Beginner level ctf ….
Hi folks, today I am going to solve TryHackMe box, named Simple CTF, made by MrSeth6797..
Initial Recon :
1- First we will do a port scan using nmap
sudo nmap -Pn -T5 -p- 10.10.28.215 
-p- : To scan All Ports (65535)
-Pn : Treat all hosts as online — skip host discovery ( “ disable ping scan “)
-T5 : to speed up time
Now we have three open ports ( “ 21 ,80,2222 “ ) :
We need to know more information about these ports ..
sudo nmap -Pn -T5 -A 10.10.28.215 -p 21,80,2222 --script http-enum
FTP → Enumeration :
Can we access ftp files by anonymous user?
ftp 10.10.28.215
We can login with an anonymous user :
But we don’t have permissions to download files ,
Note: Sometimes we can upload a file in ( ftp ) and read it from the web server in this case we upload reverse shell ….

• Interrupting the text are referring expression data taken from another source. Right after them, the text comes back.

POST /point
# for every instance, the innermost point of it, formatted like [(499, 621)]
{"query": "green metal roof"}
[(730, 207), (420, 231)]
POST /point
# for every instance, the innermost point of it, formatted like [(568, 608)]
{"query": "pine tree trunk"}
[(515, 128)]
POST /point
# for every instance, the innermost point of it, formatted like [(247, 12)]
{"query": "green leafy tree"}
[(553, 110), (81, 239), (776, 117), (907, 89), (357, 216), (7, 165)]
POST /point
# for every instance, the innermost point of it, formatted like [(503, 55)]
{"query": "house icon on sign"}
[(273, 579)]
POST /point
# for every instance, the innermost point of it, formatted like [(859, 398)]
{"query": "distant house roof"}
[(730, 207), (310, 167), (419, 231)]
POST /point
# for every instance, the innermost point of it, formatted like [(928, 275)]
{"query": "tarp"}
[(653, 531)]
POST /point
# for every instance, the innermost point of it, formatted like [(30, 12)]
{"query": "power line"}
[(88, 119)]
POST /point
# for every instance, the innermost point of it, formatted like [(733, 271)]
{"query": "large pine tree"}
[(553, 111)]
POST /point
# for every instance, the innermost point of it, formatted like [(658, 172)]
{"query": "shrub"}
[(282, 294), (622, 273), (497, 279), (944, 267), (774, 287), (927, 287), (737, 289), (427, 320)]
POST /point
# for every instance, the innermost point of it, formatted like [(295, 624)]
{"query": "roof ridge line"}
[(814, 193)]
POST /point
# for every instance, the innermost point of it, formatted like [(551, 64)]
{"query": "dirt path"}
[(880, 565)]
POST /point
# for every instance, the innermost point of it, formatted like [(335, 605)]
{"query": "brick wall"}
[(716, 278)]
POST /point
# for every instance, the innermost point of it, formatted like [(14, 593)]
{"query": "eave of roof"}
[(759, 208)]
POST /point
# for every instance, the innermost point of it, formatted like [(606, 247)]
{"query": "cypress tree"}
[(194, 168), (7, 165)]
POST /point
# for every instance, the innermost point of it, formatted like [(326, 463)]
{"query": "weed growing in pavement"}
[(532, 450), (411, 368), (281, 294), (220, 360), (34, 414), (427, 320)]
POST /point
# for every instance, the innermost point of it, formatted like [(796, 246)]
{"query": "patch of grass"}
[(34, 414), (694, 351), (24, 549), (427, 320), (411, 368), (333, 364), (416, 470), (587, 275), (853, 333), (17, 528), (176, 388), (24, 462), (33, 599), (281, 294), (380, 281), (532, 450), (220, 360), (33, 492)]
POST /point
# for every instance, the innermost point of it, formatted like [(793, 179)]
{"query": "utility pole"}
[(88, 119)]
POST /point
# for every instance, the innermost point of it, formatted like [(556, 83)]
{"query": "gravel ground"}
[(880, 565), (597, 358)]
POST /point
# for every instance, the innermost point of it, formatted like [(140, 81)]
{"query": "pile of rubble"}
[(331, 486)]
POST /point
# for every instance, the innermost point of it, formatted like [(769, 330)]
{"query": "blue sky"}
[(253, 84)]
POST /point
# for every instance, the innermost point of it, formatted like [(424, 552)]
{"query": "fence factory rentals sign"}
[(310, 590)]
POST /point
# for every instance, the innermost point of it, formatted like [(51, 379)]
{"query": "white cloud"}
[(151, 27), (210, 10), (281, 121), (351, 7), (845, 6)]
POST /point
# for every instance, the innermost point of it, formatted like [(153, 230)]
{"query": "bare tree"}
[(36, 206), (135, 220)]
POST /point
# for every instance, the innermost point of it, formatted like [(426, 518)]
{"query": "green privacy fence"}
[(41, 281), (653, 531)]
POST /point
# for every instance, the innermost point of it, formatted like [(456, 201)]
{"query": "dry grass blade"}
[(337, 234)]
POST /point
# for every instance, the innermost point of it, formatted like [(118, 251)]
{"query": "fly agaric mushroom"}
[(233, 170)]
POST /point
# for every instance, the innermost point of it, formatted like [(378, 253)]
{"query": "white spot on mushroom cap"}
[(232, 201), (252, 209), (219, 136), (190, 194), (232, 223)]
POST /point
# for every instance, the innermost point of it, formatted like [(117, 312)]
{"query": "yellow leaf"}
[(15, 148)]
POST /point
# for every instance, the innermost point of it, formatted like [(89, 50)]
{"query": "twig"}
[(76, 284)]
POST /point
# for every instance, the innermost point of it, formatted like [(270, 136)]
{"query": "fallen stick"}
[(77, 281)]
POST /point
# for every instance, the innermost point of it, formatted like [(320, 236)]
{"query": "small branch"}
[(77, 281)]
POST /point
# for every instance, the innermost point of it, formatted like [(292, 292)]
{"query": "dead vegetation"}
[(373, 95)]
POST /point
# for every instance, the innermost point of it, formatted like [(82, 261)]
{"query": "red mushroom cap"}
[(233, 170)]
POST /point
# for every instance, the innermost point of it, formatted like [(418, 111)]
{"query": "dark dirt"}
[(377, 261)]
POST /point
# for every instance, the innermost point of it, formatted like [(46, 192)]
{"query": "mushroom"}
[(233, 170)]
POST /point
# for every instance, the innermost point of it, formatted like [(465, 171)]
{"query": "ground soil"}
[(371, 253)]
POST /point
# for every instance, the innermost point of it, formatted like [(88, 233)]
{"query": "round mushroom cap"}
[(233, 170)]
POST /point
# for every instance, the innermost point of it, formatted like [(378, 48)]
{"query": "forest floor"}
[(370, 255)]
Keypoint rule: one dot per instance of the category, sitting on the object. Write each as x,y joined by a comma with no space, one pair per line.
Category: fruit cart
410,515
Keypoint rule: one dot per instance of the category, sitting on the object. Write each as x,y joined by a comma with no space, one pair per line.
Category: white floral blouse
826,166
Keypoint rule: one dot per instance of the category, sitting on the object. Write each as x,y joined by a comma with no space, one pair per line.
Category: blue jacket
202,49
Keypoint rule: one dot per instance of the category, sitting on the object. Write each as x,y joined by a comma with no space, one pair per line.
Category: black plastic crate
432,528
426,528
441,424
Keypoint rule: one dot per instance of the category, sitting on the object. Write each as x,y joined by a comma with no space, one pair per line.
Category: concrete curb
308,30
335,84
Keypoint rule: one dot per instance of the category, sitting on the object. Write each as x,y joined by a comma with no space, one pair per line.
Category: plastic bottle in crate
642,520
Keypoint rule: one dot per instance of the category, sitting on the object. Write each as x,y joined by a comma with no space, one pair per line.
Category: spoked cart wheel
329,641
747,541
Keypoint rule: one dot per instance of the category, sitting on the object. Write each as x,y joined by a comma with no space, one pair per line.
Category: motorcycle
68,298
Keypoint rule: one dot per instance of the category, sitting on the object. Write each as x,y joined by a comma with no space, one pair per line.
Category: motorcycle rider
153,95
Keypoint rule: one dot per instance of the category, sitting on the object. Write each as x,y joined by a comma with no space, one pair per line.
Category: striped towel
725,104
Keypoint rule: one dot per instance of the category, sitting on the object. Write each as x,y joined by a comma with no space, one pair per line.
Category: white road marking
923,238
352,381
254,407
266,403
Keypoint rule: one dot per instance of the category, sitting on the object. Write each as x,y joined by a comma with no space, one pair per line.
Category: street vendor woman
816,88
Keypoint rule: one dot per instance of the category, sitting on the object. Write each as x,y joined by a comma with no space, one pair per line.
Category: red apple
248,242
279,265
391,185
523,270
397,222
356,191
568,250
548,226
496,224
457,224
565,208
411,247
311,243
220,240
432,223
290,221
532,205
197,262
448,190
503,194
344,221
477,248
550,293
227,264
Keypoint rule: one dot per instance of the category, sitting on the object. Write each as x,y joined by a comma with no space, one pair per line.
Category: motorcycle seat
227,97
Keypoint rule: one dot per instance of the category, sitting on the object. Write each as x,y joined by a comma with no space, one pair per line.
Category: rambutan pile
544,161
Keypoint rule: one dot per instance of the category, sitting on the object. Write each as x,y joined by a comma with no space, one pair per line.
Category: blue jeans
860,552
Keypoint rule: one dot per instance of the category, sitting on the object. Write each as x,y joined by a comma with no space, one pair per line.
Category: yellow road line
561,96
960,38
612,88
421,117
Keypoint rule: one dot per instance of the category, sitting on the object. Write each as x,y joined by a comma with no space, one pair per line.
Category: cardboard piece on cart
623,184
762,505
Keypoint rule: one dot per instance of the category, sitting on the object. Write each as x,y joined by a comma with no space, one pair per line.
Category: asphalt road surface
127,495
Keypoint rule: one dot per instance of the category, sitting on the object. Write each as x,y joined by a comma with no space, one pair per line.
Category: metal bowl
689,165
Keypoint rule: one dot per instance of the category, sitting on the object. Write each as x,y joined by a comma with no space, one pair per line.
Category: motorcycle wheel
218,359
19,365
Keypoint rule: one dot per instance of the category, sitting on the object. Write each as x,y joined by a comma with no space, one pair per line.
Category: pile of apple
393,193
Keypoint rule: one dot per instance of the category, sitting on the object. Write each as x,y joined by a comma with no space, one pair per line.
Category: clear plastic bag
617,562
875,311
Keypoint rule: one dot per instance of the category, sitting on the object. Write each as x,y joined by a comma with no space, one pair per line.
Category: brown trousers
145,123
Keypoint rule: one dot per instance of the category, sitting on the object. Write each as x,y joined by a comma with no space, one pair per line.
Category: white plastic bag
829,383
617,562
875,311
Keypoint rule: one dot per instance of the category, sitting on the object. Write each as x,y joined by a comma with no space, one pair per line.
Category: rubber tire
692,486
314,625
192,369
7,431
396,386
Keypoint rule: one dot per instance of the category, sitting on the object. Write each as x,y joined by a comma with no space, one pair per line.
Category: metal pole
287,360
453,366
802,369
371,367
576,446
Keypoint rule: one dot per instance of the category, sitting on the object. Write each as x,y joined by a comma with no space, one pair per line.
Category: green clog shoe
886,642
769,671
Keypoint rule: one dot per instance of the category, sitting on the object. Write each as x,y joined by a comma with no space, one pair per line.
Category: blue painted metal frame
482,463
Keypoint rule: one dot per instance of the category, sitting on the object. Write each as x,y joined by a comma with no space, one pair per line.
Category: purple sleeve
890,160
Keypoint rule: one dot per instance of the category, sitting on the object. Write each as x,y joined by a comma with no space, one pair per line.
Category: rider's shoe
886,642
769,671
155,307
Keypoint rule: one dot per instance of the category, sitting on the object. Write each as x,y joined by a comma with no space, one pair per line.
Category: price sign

I tried brute force ( SSH ) : 2222 >> But to no avail ….
HTTP → Enumeration :
First we need to know the hidden ( DIR ), gobuster
But before running gobuster let’s see ( robots.txt )
Tried Access /openemr-5_0_1_3 , but to no avail
sudo gobuster dir -w /usr/share/wordlists/dirb/small.txt -u http://10.10.28.215
gobuster found :
/simple
Now we can see it is running Cms Made simple it is a Content Manager with version 2.2.8. Now we can use Searchsploit to know if the CMS 2.2.8 is vulnerable or not.
Use searchsploit in general as ( simple cms ) without specifying the version for public knowledge ….
searchsploit cms made simple
We can determine the version to know the vulnerabilities in a particular version …
searchsploit cms made simple 2.2.8
We can see the CMS is vulnerable to SQL or SQLi injection …
To get the exploitation code :
┌──(root💀localhost)-[~]
└─# locate php/webapps/46635.py
/usr/share/exploitdb/exploits/php/webapps/46635.py┌──(root💀localhost)-[~]
└─# cp /usr/share/exploitdb/exploits/php/webapps/46635.py .
Or you can get it from ( EXPLOIT DB ) :
https://www.exploit-db.com/exploits/46635